N J Ravi Chander
As a hockey player representing the State Bank of India for over three decades, I played in some of the country's elite stadia. We always ended up shopping for souvenirs and other memorabilia after the matches. Our generous hosts cared for us and ensured we received the best treatment.
We enjoyed exploring the tourist attractions in and around the old cities by riding a cycle rickshaw or a horse tonga. The unhurried pace of the ride was far more enjoyable than the frantic ride in a motorised vehicle. Besides, it enabled us to take in the sights, smells and sounds. In Kolkata, it pained me to see skinny, bare-footed rickshaw-wallahs operating their hand-pulled contraptions on the bustling streets. But riding the iconic tram taught me to slow down and savour the moment.
But the most embarrassing moment I experienced on my hockey tours was unknowingly straying into a red-light district in Kanpur, while shopping on a street lined with leather stores. The city is renowned for its remarkable number of tanneries. We began by checking for quality leather shoes and canvas bags in the centre of the busy bazaar. But, not finding the items that suited our taste, we kept walking up the street to explore more shops.
As we neared the corner, the sudden presence of young women adorned with heavy make-up and revealing attire caught us off-guard. We had strayed into a red light zone! Emerging from their dark parlours across the street, the women beckoned us to come over. Shocked, we made an about-turn and hurried away, too scared to glance back.

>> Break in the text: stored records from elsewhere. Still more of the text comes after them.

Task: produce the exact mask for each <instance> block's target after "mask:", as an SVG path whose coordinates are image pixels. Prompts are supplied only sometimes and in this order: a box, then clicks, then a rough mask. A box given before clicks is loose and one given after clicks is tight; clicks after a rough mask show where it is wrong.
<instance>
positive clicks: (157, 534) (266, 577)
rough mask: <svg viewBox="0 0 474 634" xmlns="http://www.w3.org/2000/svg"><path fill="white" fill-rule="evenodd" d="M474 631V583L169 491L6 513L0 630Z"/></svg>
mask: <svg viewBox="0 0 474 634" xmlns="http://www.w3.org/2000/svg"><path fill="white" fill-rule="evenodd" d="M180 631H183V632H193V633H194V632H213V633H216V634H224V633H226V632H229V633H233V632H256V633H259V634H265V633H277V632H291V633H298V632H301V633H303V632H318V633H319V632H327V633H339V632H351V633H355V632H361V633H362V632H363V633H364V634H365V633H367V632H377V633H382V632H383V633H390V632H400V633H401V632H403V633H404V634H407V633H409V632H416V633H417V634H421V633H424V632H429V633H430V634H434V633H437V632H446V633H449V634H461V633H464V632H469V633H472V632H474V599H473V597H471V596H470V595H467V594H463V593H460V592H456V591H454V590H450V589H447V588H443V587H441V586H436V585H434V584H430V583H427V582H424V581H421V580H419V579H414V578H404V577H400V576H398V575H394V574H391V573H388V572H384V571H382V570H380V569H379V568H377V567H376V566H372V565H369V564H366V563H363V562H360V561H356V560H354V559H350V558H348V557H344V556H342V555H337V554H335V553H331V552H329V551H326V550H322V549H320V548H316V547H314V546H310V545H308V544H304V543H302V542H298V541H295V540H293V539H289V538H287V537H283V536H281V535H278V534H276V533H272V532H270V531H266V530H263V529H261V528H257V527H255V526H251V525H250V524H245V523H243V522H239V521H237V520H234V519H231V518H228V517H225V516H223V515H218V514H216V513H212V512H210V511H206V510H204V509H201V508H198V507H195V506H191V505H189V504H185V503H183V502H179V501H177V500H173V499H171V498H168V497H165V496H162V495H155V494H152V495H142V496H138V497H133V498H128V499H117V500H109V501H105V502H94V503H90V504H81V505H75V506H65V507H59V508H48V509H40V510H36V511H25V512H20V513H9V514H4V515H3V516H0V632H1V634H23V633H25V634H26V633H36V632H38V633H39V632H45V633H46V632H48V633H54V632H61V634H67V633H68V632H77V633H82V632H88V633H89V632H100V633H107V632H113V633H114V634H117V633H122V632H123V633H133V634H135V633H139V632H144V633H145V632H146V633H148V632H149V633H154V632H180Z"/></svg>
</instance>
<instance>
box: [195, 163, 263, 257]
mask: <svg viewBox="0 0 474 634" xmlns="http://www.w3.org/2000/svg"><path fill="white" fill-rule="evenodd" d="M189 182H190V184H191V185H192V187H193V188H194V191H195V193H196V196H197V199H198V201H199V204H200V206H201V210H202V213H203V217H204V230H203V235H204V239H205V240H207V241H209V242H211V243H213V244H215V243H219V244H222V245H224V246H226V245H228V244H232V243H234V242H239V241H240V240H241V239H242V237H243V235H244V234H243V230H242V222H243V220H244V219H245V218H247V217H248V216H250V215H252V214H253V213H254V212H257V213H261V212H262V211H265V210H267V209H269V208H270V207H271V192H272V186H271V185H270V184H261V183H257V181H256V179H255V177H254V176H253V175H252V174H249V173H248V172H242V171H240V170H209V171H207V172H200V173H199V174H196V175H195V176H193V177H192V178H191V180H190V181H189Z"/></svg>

One player, who must stay anonymous, was incredibly skilled at buying cheap items in bulk and profiting from their sale. As a result, he would rub his hands in glee when a hockey trip was on the horizon. His ‘business’ ended abruptly when his customers discovered that he was hoodwinking them by selling products of dubious quality.
On a separate occasion, a fellow player and I visited the historical Burma Bazaar in Parry’s Corner. The impressive array of imported items amazed us. When we looked at the displayed goods, a teenage boy approached us, carrying a shiny Yardley talcum powder tin. He claimed it was a foreign brand but would let it go for cheap. He asserted that the same product would cost a bomb elsewhere.
I was suspicious about the product’s genuineness but shifted my stance when the young man sprinkled some talc on our palms and asked us to sniff it. The captivating floral fragrance enticed us, leading my friend and me to buy a bottle without hesitation.
After arriving in Bengaluru, I unpacked my luggage. Inquisitive family members gathered around to get a glimpse. I extracted the items from the box. I was beaming with pride when I opened the talcum powder box. The aroma captivated everyone. The joy dissipated on discovering that only a thin layer of talc stood on top, and the remaining contents comprised refined wheat flour. As anticipated, the seller had taken us for a ride! We wondered how many unsuspecting customers the sly seller must have fooled. Street hawkers can, unfortunately, victimise unsuspecting tourists.
My travels have taught me that locals rarely treat travellers fairly and are usually untrustworthy. No matter where you go, it’s the same. They don't think it’s a transgression. Please be careful and avoid getting tricked while acquiring trinkets on your journeys.